Marie-France Brizard, the manager of St-Mary's maternal and child care program, says parents' main complaints are usually about noise and constant visits.
"In the literature it says that a mother is interrupted about 53 times during a 12-hour period," said Brizard.
"There are so many people going in and out: changing their garbage, taking their food trays, pediatricians, nurses. It makes a lot of interruptions."
Brizard says visits from excited family members anxious to see new babies can also be a problem.
"They feel like they have to come see the new baby, and sometimes the mothers feel bad to say no.
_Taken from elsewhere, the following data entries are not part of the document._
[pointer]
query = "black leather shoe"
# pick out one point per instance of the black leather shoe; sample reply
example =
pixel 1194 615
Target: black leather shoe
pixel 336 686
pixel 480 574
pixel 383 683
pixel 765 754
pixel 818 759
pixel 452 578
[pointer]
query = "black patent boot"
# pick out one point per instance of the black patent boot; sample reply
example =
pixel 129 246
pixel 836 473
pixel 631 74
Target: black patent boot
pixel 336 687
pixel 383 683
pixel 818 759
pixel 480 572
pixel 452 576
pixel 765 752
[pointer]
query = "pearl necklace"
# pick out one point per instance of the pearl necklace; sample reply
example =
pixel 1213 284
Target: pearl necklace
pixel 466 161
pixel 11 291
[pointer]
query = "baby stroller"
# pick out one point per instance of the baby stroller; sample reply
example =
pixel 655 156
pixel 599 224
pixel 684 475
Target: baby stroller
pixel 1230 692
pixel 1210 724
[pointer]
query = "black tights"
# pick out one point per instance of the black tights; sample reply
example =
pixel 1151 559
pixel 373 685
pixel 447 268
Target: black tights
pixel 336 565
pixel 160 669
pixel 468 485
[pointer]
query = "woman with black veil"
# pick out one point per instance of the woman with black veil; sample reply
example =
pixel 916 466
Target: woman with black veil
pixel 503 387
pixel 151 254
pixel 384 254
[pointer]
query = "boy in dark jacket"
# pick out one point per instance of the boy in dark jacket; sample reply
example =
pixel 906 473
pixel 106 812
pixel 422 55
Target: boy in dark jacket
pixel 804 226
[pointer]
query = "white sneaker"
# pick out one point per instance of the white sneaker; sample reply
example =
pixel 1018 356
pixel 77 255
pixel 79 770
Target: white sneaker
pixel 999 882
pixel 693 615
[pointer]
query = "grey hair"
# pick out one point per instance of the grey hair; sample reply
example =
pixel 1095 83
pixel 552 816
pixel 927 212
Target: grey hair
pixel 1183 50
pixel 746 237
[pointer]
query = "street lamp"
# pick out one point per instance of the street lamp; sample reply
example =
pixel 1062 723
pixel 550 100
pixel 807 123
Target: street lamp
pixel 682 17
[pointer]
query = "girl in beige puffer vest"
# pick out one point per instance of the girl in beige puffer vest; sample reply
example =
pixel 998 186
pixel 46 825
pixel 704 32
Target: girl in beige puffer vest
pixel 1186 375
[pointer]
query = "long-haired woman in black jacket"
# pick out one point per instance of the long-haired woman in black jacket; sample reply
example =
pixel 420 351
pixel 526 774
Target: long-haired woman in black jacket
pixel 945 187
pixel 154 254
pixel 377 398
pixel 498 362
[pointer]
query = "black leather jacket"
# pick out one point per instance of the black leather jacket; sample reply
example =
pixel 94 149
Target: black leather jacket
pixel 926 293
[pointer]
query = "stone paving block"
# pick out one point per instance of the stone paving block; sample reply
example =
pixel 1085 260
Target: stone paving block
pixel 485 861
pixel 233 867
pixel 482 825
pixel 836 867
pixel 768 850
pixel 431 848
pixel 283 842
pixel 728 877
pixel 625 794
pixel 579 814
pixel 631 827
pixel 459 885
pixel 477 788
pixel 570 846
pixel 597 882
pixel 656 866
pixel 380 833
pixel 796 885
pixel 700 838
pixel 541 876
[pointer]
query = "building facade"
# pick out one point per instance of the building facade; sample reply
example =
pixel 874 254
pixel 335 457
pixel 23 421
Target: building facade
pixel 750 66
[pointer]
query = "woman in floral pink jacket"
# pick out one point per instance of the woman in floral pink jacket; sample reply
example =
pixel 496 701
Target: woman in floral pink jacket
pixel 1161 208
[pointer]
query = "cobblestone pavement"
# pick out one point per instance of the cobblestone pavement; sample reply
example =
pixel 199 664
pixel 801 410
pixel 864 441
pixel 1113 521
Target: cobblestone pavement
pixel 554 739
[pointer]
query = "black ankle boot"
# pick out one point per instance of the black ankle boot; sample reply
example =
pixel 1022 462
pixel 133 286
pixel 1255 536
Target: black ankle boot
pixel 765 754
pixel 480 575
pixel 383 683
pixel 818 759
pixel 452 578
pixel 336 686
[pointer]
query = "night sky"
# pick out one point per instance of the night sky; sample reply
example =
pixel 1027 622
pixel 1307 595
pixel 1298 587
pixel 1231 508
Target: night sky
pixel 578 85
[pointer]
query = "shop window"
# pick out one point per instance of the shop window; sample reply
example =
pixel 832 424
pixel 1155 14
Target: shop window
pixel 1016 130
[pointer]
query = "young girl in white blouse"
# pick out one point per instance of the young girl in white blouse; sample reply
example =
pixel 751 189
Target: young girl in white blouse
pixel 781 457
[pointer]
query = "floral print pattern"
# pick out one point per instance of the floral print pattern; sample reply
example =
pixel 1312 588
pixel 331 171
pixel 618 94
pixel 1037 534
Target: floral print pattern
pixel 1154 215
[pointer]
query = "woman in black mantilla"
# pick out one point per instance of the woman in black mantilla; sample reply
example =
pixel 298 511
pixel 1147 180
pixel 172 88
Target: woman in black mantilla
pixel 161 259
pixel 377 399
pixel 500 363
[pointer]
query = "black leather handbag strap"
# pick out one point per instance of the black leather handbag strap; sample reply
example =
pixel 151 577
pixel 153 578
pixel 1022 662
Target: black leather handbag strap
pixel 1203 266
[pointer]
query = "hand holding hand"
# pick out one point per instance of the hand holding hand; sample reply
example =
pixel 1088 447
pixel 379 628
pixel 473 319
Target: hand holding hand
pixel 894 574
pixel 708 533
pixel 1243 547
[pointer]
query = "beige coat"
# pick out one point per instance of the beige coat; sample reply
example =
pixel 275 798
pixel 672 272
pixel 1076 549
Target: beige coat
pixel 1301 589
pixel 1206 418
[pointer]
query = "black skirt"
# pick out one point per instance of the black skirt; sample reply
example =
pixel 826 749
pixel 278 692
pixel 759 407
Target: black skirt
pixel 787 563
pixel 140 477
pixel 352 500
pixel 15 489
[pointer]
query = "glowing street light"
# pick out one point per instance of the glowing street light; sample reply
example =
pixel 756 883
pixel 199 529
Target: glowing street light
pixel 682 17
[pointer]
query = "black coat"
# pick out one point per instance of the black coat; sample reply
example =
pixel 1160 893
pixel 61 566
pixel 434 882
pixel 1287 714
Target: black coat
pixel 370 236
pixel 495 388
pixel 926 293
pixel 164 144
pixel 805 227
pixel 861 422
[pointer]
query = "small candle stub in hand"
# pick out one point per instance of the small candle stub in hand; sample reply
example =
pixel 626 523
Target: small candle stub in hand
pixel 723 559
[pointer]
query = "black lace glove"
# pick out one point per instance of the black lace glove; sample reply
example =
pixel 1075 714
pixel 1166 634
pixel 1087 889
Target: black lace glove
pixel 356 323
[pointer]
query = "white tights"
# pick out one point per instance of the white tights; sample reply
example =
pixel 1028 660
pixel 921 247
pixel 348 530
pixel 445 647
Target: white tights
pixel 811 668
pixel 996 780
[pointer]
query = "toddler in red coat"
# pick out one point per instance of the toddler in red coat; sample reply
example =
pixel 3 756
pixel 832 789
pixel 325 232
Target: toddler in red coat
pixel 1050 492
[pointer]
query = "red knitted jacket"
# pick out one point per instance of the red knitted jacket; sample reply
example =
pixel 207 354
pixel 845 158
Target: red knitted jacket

With this the new mothers will feel empowered hopefully, they'll have another reason to tell their families to leave them to rest a little bit."
More noise means more stress
Over the last few weeks, SafinaAdatia, a graduate student in family medicine at McGill and one of the researchers who's helping to set up the project, has been measuring decibel levels in the maternity ward.
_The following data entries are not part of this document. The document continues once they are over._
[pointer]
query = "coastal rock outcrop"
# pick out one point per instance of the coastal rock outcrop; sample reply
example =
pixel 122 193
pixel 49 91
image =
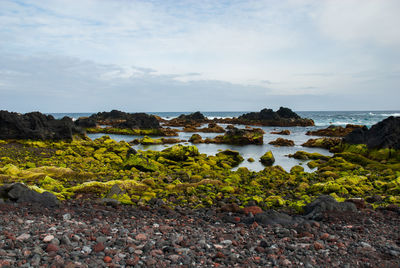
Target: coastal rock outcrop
pixel 120 119
pixel 385 134
pixel 192 120
pixel 282 142
pixel 326 143
pixel 267 159
pixel 18 192
pixel 327 204
pixel 283 132
pixel 37 126
pixel 334 131
pixel 267 117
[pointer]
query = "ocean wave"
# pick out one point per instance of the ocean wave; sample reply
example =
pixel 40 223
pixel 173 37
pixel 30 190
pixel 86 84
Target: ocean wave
pixel 394 114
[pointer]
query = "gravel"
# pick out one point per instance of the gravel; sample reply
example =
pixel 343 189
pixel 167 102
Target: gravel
pixel 87 234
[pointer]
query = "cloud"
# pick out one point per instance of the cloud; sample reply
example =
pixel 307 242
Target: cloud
pixel 243 53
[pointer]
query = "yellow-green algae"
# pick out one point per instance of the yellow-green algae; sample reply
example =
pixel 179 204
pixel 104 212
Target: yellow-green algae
pixel 180 175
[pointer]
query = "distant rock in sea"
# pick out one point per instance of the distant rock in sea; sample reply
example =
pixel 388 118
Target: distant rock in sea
pixel 120 119
pixel 37 126
pixel 385 134
pixel 284 117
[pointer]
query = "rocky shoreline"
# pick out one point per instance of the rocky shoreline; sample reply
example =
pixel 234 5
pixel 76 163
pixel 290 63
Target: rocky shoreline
pixel 68 201
pixel 86 234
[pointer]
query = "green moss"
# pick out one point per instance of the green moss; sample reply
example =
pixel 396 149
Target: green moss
pixel 267 159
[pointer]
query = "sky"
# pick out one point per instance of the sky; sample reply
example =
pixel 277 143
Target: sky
pixel 165 55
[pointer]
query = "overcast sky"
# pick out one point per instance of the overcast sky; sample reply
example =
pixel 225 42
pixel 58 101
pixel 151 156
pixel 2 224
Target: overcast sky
pixel 89 56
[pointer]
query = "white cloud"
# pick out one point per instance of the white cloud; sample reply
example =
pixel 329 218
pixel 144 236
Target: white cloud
pixel 134 46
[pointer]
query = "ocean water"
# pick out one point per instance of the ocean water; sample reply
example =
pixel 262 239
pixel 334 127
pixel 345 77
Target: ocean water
pixel 322 119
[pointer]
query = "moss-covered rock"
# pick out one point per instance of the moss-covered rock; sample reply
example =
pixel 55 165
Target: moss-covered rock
pixel 267 159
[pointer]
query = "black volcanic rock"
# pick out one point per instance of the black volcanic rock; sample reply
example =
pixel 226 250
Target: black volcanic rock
pixel 385 134
pixel 126 120
pixel 86 122
pixel 36 126
pixel 264 114
pixel 287 113
pixel 197 116
pixel 267 117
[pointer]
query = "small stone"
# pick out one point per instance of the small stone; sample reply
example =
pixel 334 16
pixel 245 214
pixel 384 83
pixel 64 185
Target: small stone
pixel 174 257
pixel 107 259
pixel 318 245
pixel 51 248
pixel 324 236
pixel 86 249
pixel 141 237
pixel 48 238
pixel 98 247
pixel 23 237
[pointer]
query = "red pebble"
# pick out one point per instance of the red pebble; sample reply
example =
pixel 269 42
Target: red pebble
pixel 107 259
pixel 324 236
pixel 318 245
pixel 98 247
pixel 51 247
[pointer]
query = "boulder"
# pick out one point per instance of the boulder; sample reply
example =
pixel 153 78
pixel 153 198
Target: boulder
pixel 334 131
pixel 267 159
pixel 385 134
pixel 283 132
pixel 267 117
pixel 37 126
pixel 86 122
pixel 241 136
pixel 327 204
pixel 282 142
pixel 20 193
pixel 120 119
pixel 326 143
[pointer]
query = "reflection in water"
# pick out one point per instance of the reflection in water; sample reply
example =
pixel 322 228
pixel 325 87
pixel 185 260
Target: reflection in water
pixel 247 151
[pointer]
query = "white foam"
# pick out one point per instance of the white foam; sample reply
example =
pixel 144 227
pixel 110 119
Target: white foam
pixel 394 114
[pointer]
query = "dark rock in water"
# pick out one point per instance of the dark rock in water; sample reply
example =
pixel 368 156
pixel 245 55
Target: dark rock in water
pixel 385 134
pixel 282 142
pixel 197 116
pixel 273 217
pixel 334 131
pixel 267 117
pixel 287 113
pixel 37 126
pixel 18 192
pixel 86 122
pixel 120 119
pixel 325 204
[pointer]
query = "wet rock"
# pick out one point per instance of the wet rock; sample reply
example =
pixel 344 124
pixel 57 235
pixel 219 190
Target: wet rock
pixel 282 142
pixel 326 204
pixel 18 192
pixel 37 126
pixel 385 134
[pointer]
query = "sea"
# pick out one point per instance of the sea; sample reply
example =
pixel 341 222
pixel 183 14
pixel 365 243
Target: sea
pixel 322 119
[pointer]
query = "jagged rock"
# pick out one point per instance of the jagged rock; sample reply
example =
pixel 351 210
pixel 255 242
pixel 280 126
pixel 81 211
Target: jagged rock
pixel 326 143
pixel 283 132
pixel 271 217
pixel 86 122
pixel 267 117
pixel 120 119
pixel 326 204
pixel 37 126
pixel 267 159
pixel 334 131
pixel 282 142
pixel 18 192
pixel 385 134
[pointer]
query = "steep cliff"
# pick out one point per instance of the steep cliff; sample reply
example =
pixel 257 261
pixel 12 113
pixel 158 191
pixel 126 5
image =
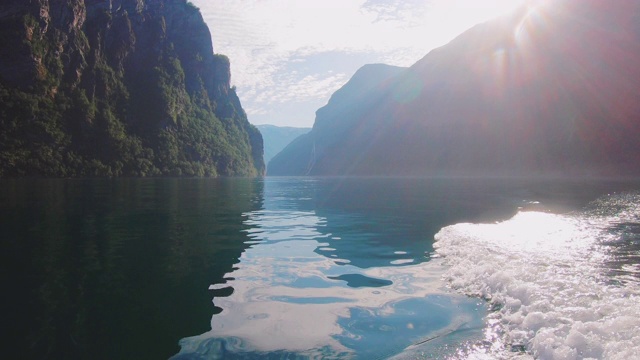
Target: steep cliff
pixel 277 138
pixel 117 88
pixel 348 109
pixel 550 90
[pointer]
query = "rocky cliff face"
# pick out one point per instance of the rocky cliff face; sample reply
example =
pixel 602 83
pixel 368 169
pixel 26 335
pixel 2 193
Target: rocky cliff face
pixel 551 90
pixel 117 87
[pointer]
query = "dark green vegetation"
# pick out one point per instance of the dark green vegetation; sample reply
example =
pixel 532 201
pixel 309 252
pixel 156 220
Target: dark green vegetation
pixel 277 138
pixel 117 88
pixel 116 268
pixel 550 92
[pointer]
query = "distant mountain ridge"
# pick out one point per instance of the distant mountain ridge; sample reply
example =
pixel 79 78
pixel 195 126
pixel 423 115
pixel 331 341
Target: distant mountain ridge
pixel 550 90
pixel 334 122
pixel 277 138
pixel 118 88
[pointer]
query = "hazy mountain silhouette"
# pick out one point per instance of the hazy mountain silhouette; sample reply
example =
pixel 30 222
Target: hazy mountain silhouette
pixel 551 89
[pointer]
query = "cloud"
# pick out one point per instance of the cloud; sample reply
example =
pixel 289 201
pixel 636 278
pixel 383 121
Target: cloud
pixel 293 51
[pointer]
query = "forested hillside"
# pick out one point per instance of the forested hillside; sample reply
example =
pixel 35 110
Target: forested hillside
pixel 551 90
pixel 118 88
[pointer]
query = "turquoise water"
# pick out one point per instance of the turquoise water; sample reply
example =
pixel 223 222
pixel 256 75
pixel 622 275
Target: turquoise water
pixel 277 268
Adatia says the World Health Organization recommends a level of 30 to 40 decibels for maternity wards — about the same noise level as a quiet street. She says the maternity ward at St-Mary's regularly exceeds that.
"There's a lot of stress and anxiety when there's a lot of noise happening, so having an actual set amount of time will help show mothers that it's important to set aside an hour or two hours a day to make your own self-care really important," Adatia said.
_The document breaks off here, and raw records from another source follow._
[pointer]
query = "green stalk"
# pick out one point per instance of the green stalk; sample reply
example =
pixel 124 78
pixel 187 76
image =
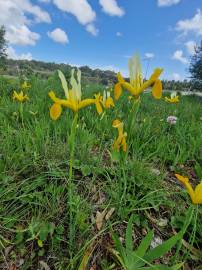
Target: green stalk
pixel 71 184
pixel 132 118
pixel 21 113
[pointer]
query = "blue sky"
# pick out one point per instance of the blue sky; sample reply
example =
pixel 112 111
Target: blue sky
pixel 104 33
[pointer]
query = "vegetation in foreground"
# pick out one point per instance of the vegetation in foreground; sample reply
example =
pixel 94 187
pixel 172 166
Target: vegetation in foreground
pixel 123 209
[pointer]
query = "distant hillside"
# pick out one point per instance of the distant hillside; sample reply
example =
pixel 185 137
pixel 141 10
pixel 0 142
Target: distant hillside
pixel 103 77
pixel 44 70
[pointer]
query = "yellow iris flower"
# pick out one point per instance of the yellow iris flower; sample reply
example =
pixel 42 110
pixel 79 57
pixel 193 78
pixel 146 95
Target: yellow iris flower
pixel 136 85
pixel 25 86
pixel 73 97
pixel 172 99
pixel 107 101
pixel 120 142
pixel 196 195
pixel 20 96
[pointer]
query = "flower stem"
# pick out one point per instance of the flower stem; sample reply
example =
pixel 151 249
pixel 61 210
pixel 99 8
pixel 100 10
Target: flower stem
pixel 70 182
pixel 21 113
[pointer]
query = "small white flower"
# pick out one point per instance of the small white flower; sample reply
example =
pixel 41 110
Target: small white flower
pixel 172 120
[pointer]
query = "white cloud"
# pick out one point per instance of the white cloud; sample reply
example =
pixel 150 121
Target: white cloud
pixel 92 29
pixel 14 17
pixel 79 8
pixel 176 77
pixel 13 55
pixel 178 55
pixel 58 35
pixel 193 25
pixel 167 3
pixel 149 55
pixel 21 35
pixel 82 10
pixel 119 34
pixel 111 8
pixel 190 45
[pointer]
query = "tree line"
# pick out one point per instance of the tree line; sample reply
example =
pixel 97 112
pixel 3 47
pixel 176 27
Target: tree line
pixel 43 69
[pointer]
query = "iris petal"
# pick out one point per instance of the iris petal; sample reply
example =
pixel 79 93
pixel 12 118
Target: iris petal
pixel 55 111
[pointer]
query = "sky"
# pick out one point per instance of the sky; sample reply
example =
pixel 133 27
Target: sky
pixel 105 33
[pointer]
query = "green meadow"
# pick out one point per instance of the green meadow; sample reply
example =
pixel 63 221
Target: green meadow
pixel 119 210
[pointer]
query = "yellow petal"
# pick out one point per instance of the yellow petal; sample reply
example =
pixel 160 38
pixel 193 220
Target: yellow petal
pixel 117 91
pixel 120 78
pixel 134 91
pixel 97 101
pixel 182 179
pixel 198 194
pixel 55 111
pixel 86 102
pixel 157 72
pixel 116 123
pixel 157 89
pixel 185 182
pixel 109 102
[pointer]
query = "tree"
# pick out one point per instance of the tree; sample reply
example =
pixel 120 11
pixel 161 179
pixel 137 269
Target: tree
pixel 196 68
pixel 3 46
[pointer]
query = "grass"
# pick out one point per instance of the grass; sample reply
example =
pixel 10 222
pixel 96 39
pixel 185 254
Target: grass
pixel 34 169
"Reducing stress and anxiety during that time can lower cortisol (stress hormone) levels, and generally just improve the mood and create more bonding time and attention with the baby."
Mothers will be encouraged to schedule their feedings outside of the quiet time, so that they can be sure to dedicate that time to taking care of themselves, taking a nap, or having a nice uninterrupted cuddle with the new little one. Adatia says its important for new dads to take time out to rest as well.
Brizard says she hopes new parents take the idea home with them.
"They'll see the benefits of it, and then at home they'll also try to implant it in their routine."
The hospital will study data gathered by Adatia and other researchers before implementing the new “quiet time” program in the spring.